The credit crunch returns in Europe. Latest events don’t say anything new and, even though initial success is visible, we have not yet managed to overcome the crisis. Overcoming the financial downturn is not a matter of months, but of years, writes French newspaper “Le Monde”, quoting an analysis of the German Minister of Foreign Affairs, Guido Westerwelle.
A high level of debts, apart from the lack of competitiveness in the countries hit by crisis, represents the real cause of the economic and financial downturn. The systematic and sustainable pursuit of fiscal consolidation is a prerequisite for correcting the effects of the downturn. This is the reason why the new budget pact should not be revealed.
François Hollande, the new French President, has announced his intention to renegotiate the budget pact with the purpose of introducing a growth component, while in Germany, the social-democrat opposition imposes conditions for the adoption of this agreement.
However, the budget consolidation is just one of the two pillars – the growth policy being the second – relying on stronger economies.
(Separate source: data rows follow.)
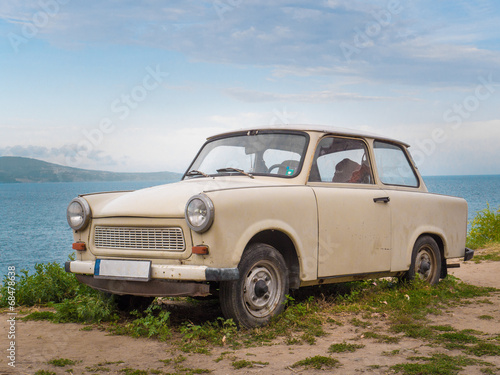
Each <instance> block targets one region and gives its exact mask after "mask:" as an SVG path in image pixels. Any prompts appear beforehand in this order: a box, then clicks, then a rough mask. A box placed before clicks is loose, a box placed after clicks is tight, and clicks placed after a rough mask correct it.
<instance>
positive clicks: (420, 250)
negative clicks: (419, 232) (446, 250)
mask: <svg viewBox="0 0 500 375" xmlns="http://www.w3.org/2000/svg"><path fill="white" fill-rule="evenodd" d="M416 276H418V277H419V278H420V279H421V280H424V281H425V282H427V283H429V284H430V285H435V284H437V283H438V282H439V278H440V276H441V252H440V251H439V246H438V244H437V243H436V241H435V240H434V238H432V237H430V236H423V237H420V238H419V239H418V240H417V242H416V243H415V246H414V247H413V252H412V256H411V266H410V269H409V270H408V272H407V273H406V274H405V276H404V277H403V279H404V280H414V279H415V277H416Z"/></svg>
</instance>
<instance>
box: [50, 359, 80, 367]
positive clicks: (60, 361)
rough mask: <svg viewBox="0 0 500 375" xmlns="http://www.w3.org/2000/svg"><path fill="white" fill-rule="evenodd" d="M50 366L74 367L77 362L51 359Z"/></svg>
mask: <svg viewBox="0 0 500 375" xmlns="http://www.w3.org/2000/svg"><path fill="white" fill-rule="evenodd" d="M47 363H48V364H49V365H54V366H56V367H65V366H72V365H74V364H75V363H76V361H73V360H71V359H67V358H54V359H51V360H50V361H49V362H47Z"/></svg>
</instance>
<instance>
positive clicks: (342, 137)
mask: <svg viewBox="0 0 500 375" xmlns="http://www.w3.org/2000/svg"><path fill="white" fill-rule="evenodd" d="M326 138H338V139H351V140H355V141H360V142H361V143H363V145H364V147H365V154H366V157H367V159H368V160H367V161H368V164H369V166H370V174H371V181H372V182H370V183H355V182H334V181H311V180H310V178H311V171H312V168H313V165H314V163H316V161H317V159H318V156H319V155H317V153H318V150H319V145H320V143H321V142H322V141H323V140H324V139H326ZM316 164H317V163H316ZM318 172H319V170H318ZM320 178H321V176H320ZM307 183H308V184H310V183H313V184H316V183H319V184H329V185H330V186H332V184H333V186H339V185H348V186H351V187H358V188H360V187H361V188H362V187H368V186H376V185H377V183H376V178H375V170H374V163H373V162H372V155H371V147H370V144H369V143H368V142H367V141H366V139H365V138H359V137H350V136H342V135H336V134H326V135H324V136H323V137H321V138H319V139H318V142H317V143H316V146H315V149H314V155H313V161H312V163H311V168H310V171H309V176H308V178H307Z"/></svg>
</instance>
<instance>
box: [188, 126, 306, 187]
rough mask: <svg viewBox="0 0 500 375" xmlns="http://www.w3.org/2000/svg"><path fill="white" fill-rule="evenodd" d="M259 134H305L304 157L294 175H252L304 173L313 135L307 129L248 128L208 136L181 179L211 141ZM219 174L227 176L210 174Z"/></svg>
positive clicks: (215, 176) (252, 173)
mask: <svg viewBox="0 0 500 375" xmlns="http://www.w3.org/2000/svg"><path fill="white" fill-rule="evenodd" d="M259 134H288V135H300V136H303V137H304V138H305V143H304V150H303V153H302V157H301V158H300V160H299V168H298V170H297V173H295V174H294V175H292V176H286V175H278V174H276V175H274V174H273V175H270V174H267V173H252V176H261V177H279V178H287V179H290V178H297V177H299V176H300V174H301V173H302V171H303V169H304V164H305V161H306V156H307V155H306V154H307V151H308V150H309V143H310V141H311V136H310V135H309V133H307V132H305V131H300V130H287V129H284V130H281V129H276V130H275V129H271V130H269V129H265V130H258V129H256V130H248V131H246V130H245V131H238V132H234V133H228V134H223V135H220V136H216V137H210V138H208V139H207V140H206V141H205V142H204V143H203V145H202V146H201V147H200V148H199V150H198V152H197V153H196V156H195V157H194V158H193V160H192V161H191V163H189V167H188V168H187V169H186V172H184V175H183V176H182V178H181V181H184V180H186V179H187V178H186V177H187V173H188V172H189V171H190V170H191V169H192V166H193V164H194V162H195V161H196V160H197V159H198V157H199V156H200V154H201V152H202V151H203V149H204V148H205V147H206V146H207V145H208V144H209V143H212V142H215V141H218V140H221V139H226V138H234V137H241V136H254V135H259ZM219 176H225V174H219V175H210V177H219Z"/></svg>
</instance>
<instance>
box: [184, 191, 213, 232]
mask: <svg viewBox="0 0 500 375" xmlns="http://www.w3.org/2000/svg"><path fill="white" fill-rule="evenodd" d="M186 221H187V223H188V225H189V227H190V228H191V229H192V230H194V231H195V232H198V233H203V232H206V231H207V230H208V229H210V226H211V225H212V223H213V221H214V204H213V203H212V201H211V200H210V198H208V197H207V196H206V195H203V194H200V195H195V196H194V197H191V198H190V199H189V200H188V202H187V204H186Z"/></svg>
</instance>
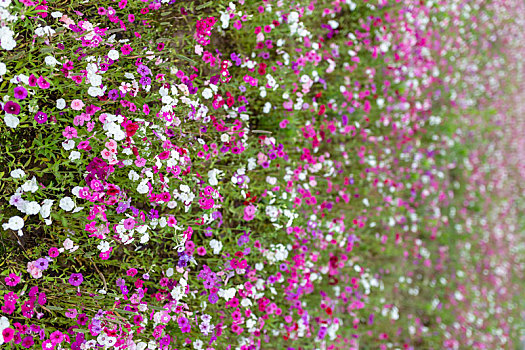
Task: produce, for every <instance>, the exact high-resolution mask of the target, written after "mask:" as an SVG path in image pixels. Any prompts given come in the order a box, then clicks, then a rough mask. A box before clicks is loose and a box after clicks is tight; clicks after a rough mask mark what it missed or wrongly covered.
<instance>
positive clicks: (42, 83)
mask: <svg viewBox="0 0 525 350" xmlns="http://www.w3.org/2000/svg"><path fill="white" fill-rule="evenodd" d="M36 82H37V84H38V86H39V87H40V88H41V89H48V88H49V87H50V86H51V84H49V82H48V81H47V80H46V78H44V77H43V76H40V77H39V78H38V80H37V81H36Z"/></svg>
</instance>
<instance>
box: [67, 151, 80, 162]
mask: <svg viewBox="0 0 525 350" xmlns="http://www.w3.org/2000/svg"><path fill="white" fill-rule="evenodd" d="M68 158H69V160H71V161H75V160H77V159H80V152H79V151H72V152H71V154H70V155H69V157H68Z"/></svg>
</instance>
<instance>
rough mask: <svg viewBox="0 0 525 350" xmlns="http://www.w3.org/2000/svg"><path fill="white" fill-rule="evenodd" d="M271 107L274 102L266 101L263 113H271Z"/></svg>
mask: <svg viewBox="0 0 525 350" xmlns="http://www.w3.org/2000/svg"><path fill="white" fill-rule="evenodd" d="M271 108H272V104H271V103H270V102H266V103H265V104H264V108H263V113H270V109H271Z"/></svg>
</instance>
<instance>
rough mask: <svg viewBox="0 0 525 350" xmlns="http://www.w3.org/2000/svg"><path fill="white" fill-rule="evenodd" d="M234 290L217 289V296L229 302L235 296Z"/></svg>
mask: <svg viewBox="0 0 525 350" xmlns="http://www.w3.org/2000/svg"><path fill="white" fill-rule="evenodd" d="M235 292H236V290H235V288H233V287H232V288H228V289H222V288H221V289H219V293H218V294H219V296H220V297H223V298H224V299H226V301H228V300H230V299H231V298H233V297H234V296H235Z"/></svg>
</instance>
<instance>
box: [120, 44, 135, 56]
mask: <svg viewBox="0 0 525 350" xmlns="http://www.w3.org/2000/svg"><path fill="white" fill-rule="evenodd" d="M120 51H122V54H123V55H124V56H127V55H129V54H130V53H131V52H132V51H133V49H132V48H131V46H130V45H129V44H126V45H124V46H122V48H121V49H120Z"/></svg>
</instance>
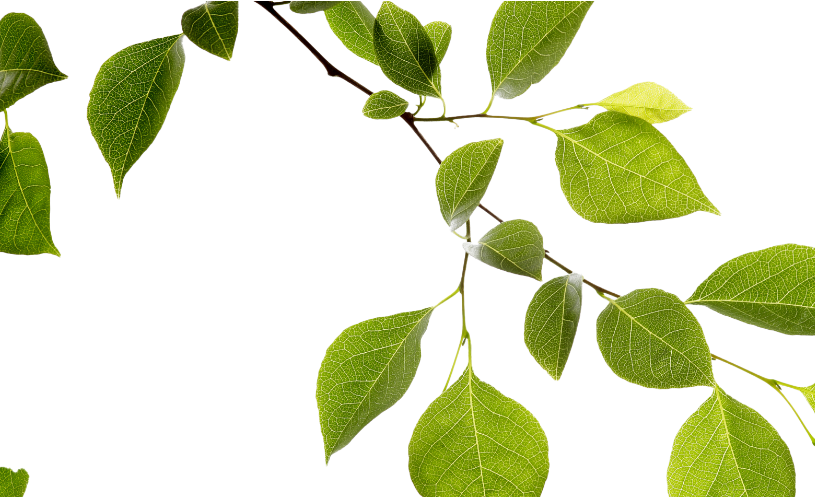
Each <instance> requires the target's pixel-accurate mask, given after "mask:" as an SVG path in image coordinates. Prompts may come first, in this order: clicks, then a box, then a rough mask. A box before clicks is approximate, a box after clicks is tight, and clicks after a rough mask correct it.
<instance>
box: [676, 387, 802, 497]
mask: <svg viewBox="0 0 815 497" xmlns="http://www.w3.org/2000/svg"><path fill="white" fill-rule="evenodd" d="M665 478H666V480H667V486H668V495H669V497H730V496H735V495H742V496H749V497H788V496H789V497H793V496H794V495H795V464H794V463H793V460H792V454H791V453H790V449H789V447H788V446H787V443H786V442H784V440H782V439H781V436H780V435H779V434H778V430H776V429H775V428H774V427H773V425H771V424H770V422H769V421H767V420H766V419H764V417H763V416H762V415H761V414H759V413H758V411H756V410H755V409H753V408H752V407H750V406H748V405H746V404H742V403H741V402H739V401H738V400H736V399H735V398H733V397H731V396H730V395H728V394H727V392H725V391H724V390H723V389H722V387H720V386H718V385H715V386H714V387H713V392H712V393H711V394H710V397H708V398H707V400H705V401H704V402H703V403H702V405H700V406H699V408H698V409H696V411H694V412H693V414H691V415H690V417H689V418H688V419H687V420H686V421H685V422H684V423H682V426H681V427H680V428H679V431H677V432H676V437H674V441H673V446H672V447H671V455H670V457H669V458H668V468H667V471H666V474H665Z"/></svg>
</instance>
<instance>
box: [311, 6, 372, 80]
mask: <svg viewBox="0 0 815 497" xmlns="http://www.w3.org/2000/svg"><path fill="white" fill-rule="evenodd" d="M323 15H324V16H325V20H326V22H327V23H328V27H329V28H331V32H333V33H334V35H335V36H336V37H337V39H338V40H340V42H342V45H343V46H344V47H345V48H347V49H348V51H349V52H351V53H352V54H354V55H356V56H357V57H360V58H361V59H363V60H367V61H368V62H370V63H371V64H373V65H375V66H376V65H379V64H378V63H377V61H376V51H375V50H374V21H375V19H374V15H373V14H372V13H371V11H370V10H368V7H366V6H365V4H364V3H362V2H340V3H339V4H337V5H336V6H334V7H332V8H330V9H328V10H326V11H323Z"/></svg>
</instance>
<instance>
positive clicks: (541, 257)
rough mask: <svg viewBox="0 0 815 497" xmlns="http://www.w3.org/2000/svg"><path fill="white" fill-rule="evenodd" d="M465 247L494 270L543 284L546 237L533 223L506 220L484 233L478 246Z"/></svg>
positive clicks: (470, 253) (477, 258) (474, 255)
mask: <svg viewBox="0 0 815 497" xmlns="http://www.w3.org/2000/svg"><path fill="white" fill-rule="evenodd" d="M461 247H462V248H463V249H464V251H465V252H467V253H468V254H470V257H472V258H473V259H475V260H477V261H481V262H483V263H484V264H486V265H488V266H490V267H494V268H495V269H500V270H501V271H506V272H507V273H512V274H518V275H521V276H529V277H530V278H532V279H535V280H538V281H543V277H542V276H541V269H542V267H543V256H544V254H545V253H546V252H545V250H544V248H543V235H541V232H540V230H539V229H538V227H537V226H535V223H533V222H532V221H527V220H526V219H511V220H509V221H504V222H503V223H500V224H498V225H496V226H493V227H492V228H490V229H489V230H488V231H487V232H486V233H484V236H482V237H481V238H479V239H478V243H470V242H462V244H461Z"/></svg>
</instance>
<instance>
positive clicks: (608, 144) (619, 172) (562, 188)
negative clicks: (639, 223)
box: [552, 111, 722, 224]
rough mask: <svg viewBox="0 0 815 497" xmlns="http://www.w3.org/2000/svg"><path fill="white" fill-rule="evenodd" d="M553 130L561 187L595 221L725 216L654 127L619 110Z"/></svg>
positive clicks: (662, 134)
mask: <svg viewBox="0 0 815 497" xmlns="http://www.w3.org/2000/svg"><path fill="white" fill-rule="evenodd" d="M552 132H553V133H555V135H556V136H557V146H556V148H555V163H556V164H557V170H558V173H560V189H561V191H562V192H563V195H564V196H565V197H566V201H567V202H568V203H569V206H570V207H571V208H572V210H574V212H575V213H577V215H578V216H580V217H582V218H583V219H585V220H587V221H591V222H595V223H604V224H627V223H635V222H643V221H654V220H660V219H672V218H678V217H683V216H687V215H688V214H693V213H694V212H697V211H702V212H708V213H710V214H713V215H716V216H721V215H722V213H721V211H720V210H719V209H717V208H716V206H715V205H713V203H711V201H710V200H709V199H708V198H707V197H706V196H705V194H704V192H703V191H702V187H700V186H699V182H698V181H697V180H696V177H695V176H694V175H693V171H691V169H690V167H689V166H688V163H687V162H685V159H684V158H682V156H681V155H679V152H677V150H676V148H675V147H674V146H673V145H672V144H671V142H670V141H668V139H667V138H665V135H663V134H662V133H660V132H659V130H657V129H656V128H655V127H653V126H652V125H650V124H648V123H647V122H645V121H643V120H642V119H639V118H637V117H633V116H629V115H627V114H621V113H619V112H613V111H605V112H601V113H599V114H597V115H595V116H594V117H592V118H591V120H590V121H589V122H588V123H586V124H583V125H580V126H575V127H574V128H567V129H562V130H554V129H552Z"/></svg>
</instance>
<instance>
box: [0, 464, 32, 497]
mask: <svg viewBox="0 0 815 497" xmlns="http://www.w3.org/2000/svg"><path fill="white" fill-rule="evenodd" d="M30 478H31V475H30V474H29V473H28V471H27V470H26V469H25V468H20V469H18V470H17V471H12V469H11V468H7V467H5V466H0V497H23V496H24V495H25V490H26V489H27V488H28V480H29V479H30Z"/></svg>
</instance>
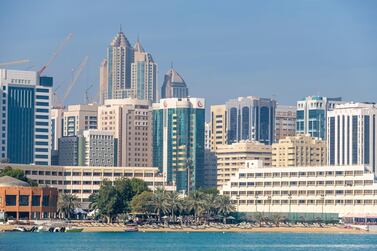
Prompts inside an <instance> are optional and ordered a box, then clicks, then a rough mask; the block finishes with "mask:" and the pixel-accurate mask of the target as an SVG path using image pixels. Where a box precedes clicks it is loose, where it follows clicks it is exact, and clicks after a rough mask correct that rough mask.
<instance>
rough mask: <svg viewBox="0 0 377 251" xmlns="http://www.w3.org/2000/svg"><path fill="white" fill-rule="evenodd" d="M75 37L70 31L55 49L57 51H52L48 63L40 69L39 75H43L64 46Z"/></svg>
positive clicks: (55, 50)
mask: <svg viewBox="0 0 377 251" xmlns="http://www.w3.org/2000/svg"><path fill="white" fill-rule="evenodd" d="M72 38H73V33H69V34H68V35H67V36H66V37H65V39H64V40H63V42H62V43H61V44H60V45H59V46H58V48H56V49H55V51H54V52H53V53H52V55H51V57H50V59H49V60H48V62H47V64H45V65H43V66H42V68H41V69H40V70H39V71H38V73H39V75H41V74H42V73H43V72H44V70H46V68H47V67H48V66H49V65H50V64H51V63H52V62H54V60H55V59H56V58H57V57H58V56H59V54H60V52H61V51H62V50H63V48H64V46H65V45H66V44H67V43H68V42H69V41H70V40H71V39H72Z"/></svg>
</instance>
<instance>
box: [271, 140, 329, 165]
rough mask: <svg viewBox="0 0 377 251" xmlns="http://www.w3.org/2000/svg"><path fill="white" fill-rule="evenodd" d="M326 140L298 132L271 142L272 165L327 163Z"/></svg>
mask: <svg viewBox="0 0 377 251" xmlns="http://www.w3.org/2000/svg"><path fill="white" fill-rule="evenodd" d="M326 153H327V147H326V141H323V140H319V139H315V138H312V137H310V136H309V135H303V134H299V135H297V136H291V137H286V138H285V139H281V140H279V142H278V143H274V144H272V166H280V167H283V166H323V165H326V164H327V158H326V156H327V155H326Z"/></svg>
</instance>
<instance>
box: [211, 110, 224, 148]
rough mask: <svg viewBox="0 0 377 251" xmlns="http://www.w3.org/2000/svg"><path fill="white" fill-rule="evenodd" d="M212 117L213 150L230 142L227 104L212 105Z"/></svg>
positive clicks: (212, 137) (212, 139)
mask: <svg viewBox="0 0 377 251" xmlns="http://www.w3.org/2000/svg"><path fill="white" fill-rule="evenodd" d="M210 119H211V120H210V130H211V138H210V144H211V145H210V146H211V150H212V151H216V149H217V146H218V145H226V144H227V143H228V137H227V136H228V135H227V111H226V106H225V105H212V106H211V118H210Z"/></svg>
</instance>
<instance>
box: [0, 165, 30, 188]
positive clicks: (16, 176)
mask: <svg viewBox="0 0 377 251" xmlns="http://www.w3.org/2000/svg"><path fill="white" fill-rule="evenodd" d="M3 176H10V177H13V178H16V179H19V180H22V181H25V182H27V183H29V184H30V185H31V186H37V183H36V182H35V181H34V180H32V179H29V178H27V177H26V176H25V173H24V171H22V170H21V169H18V168H14V169H13V168H12V167H10V166H7V167H5V168H4V169H2V170H0V177H3Z"/></svg>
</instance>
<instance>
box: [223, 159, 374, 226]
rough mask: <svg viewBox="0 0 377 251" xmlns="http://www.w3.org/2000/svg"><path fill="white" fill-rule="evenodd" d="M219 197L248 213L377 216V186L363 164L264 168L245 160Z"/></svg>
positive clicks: (241, 209)
mask: <svg viewBox="0 0 377 251" xmlns="http://www.w3.org/2000/svg"><path fill="white" fill-rule="evenodd" d="M220 193H221V194H224V195H229V196H230V198H231V200H232V202H233V203H234V204H235V205H236V206H237V208H238V210H239V211H240V212H247V213H255V212H262V213H266V214H267V213H268V214H276V213H279V214H284V215H288V216H289V215H290V216H294V215H295V216H296V218H297V217H298V215H300V214H301V215H303V214H305V215H309V214H311V215H313V214H314V215H317V216H318V217H322V219H323V218H326V214H338V215H339V216H340V217H342V216H343V215H346V214H349V213H369V214H377V181H376V179H375V175H374V173H373V172H372V171H371V170H369V169H368V168H367V167H366V166H365V165H356V166H314V167H310V166H298V167H265V166H263V163H262V161H247V163H246V164H245V167H244V168H240V169H239V170H238V171H237V172H236V173H235V174H234V175H233V176H232V177H231V178H230V181H229V182H227V183H226V184H225V185H224V186H223V188H222V190H221V191H220Z"/></svg>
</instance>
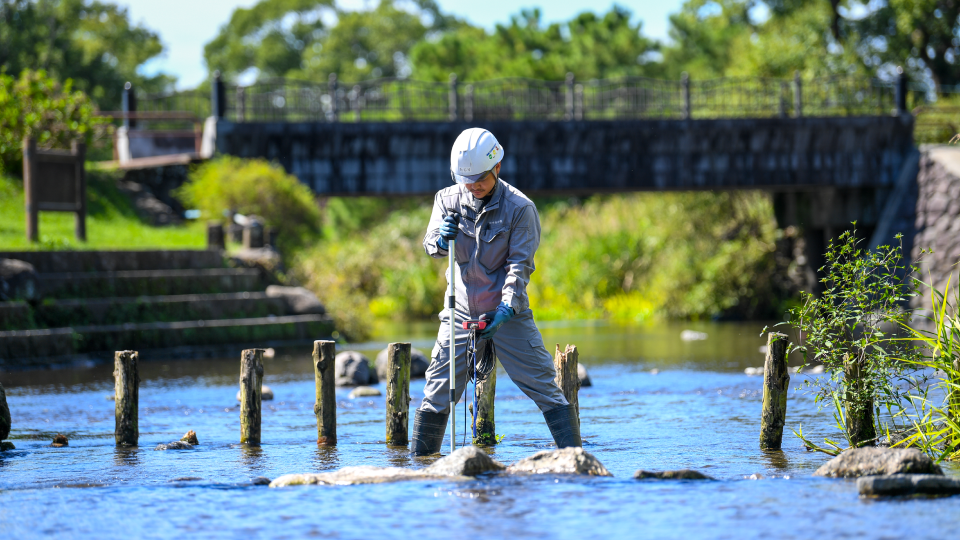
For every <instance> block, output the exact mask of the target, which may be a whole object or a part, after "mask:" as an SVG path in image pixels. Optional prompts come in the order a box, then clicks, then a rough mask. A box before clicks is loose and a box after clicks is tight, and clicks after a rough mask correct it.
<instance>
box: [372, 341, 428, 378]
mask: <svg viewBox="0 0 960 540" xmlns="http://www.w3.org/2000/svg"><path fill="white" fill-rule="evenodd" d="M428 367H430V359H429V358H427V355H425V354H423V352H422V351H418V350H417V349H413V348H411V349H410V378H411V379H422V378H424V377H426V376H427V368H428ZM377 376H378V377H380V378H381V379H383V380H387V379H389V378H390V377H389V374H388V373H387V349H384V350H382V351H380V353H379V354H377Z"/></svg>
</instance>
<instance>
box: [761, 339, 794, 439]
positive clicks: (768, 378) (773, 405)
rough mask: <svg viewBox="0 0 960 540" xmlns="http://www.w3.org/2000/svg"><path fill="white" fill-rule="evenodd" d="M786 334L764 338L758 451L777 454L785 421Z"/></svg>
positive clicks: (785, 417) (786, 397)
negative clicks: (766, 351)
mask: <svg viewBox="0 0 960 540" xmlns="http://www.w3.org/2000/svg"><path fill="white" fill-rule="evenodd" d="M788 344H789V341H788V340H787V336H786V335H785V334H781V333H779V332H770V333H769V334H767V358H766V360H765V361H764V363H763V414H762V416H761V417H760V449H761V450H779V449H780V445H781V443H782V442H783V425H784V424H785V423H786V420H787V392H788V391H789V390H790V374H789V373H788V372H787V345H788Z"/></svg>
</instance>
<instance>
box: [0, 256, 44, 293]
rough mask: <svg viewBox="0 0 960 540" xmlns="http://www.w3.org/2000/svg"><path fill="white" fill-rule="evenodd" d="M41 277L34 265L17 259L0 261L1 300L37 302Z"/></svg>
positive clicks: (1, 260) (27, 262)
mask: <svg viewBox="0 0 960 540" xmlns="http://www.w3.org/2000/svg"><path fill="white" fill-rule="evenodd" d="M38 298H40V276H39V275H38V274H37V272H36V270H35V269H34V268H33V265H32V264H30V263H28V262H24V261H19V260H17V259H0V300H37V299H38Z"/></svg>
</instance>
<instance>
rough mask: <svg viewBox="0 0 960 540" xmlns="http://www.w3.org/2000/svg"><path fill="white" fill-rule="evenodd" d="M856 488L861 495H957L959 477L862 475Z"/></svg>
mask: <svg viewBox="0 0 960 540" xmlns="http://www.w3.org/2000/svg"><path fill="white" fill-rule="evenodd" d="M857 490H858V491H859V492H860V496H862V497H897V496H903V495H957V494H960V478H948V477H946V476H940V475H936V474H892V475H888V476H864V477H863V478H858V479H857Z"/></svg>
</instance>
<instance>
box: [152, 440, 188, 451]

Therefore, resuming the economic growth is a responsibility of member states. Structural reforms have to be observed at national level in order to re-establish competitiveness.
To support these efforts and to complete the fiscal pact, the German side wishes to adopt a growth pact relying on several pillars. First of all, it is necessary to direct the budget of the European Union towards economic growth. EU doesn’t have to spend more, it has to invest its resources in a more efficient manner.
The money for future missions does exist. Indeed, negotiations to ensure the financial framework of the European budgets for 2014-2020 are underway. A EUR 1,000 Billion fund is allocated. Europe should direct this colossal amount of money to resuming the economic growth and to innovation, labour force occupancy and competitiveness. Moreover, fund allocation should be better managed and allocation criteria should be defined.
Secondly, the German Minister of Foreign Affairs believes that we have to spend the unused European funds. Considering the structural and cohesion funds included in the current financial period, around EUR 80 Billion have not been allocated to specific projects. Next to member states, the European Commission now has to invest in these resources rapidly and efficiently.
Thirdly, it is necessary to facilitate access to investment capital. The European Investment Bank (EIB) is an instrument we should used more often and more efficiently targeted to improve the access to credits of SMEs.
Last but not least, we have to encourage infrastructure projects. The lack of funds in the banking system is a problem for large infrastructure projects at European level. As for cross-border projects on European infrastructure development, we have to mobilise private capital and to analyse the innovating methods of public-private partnerships.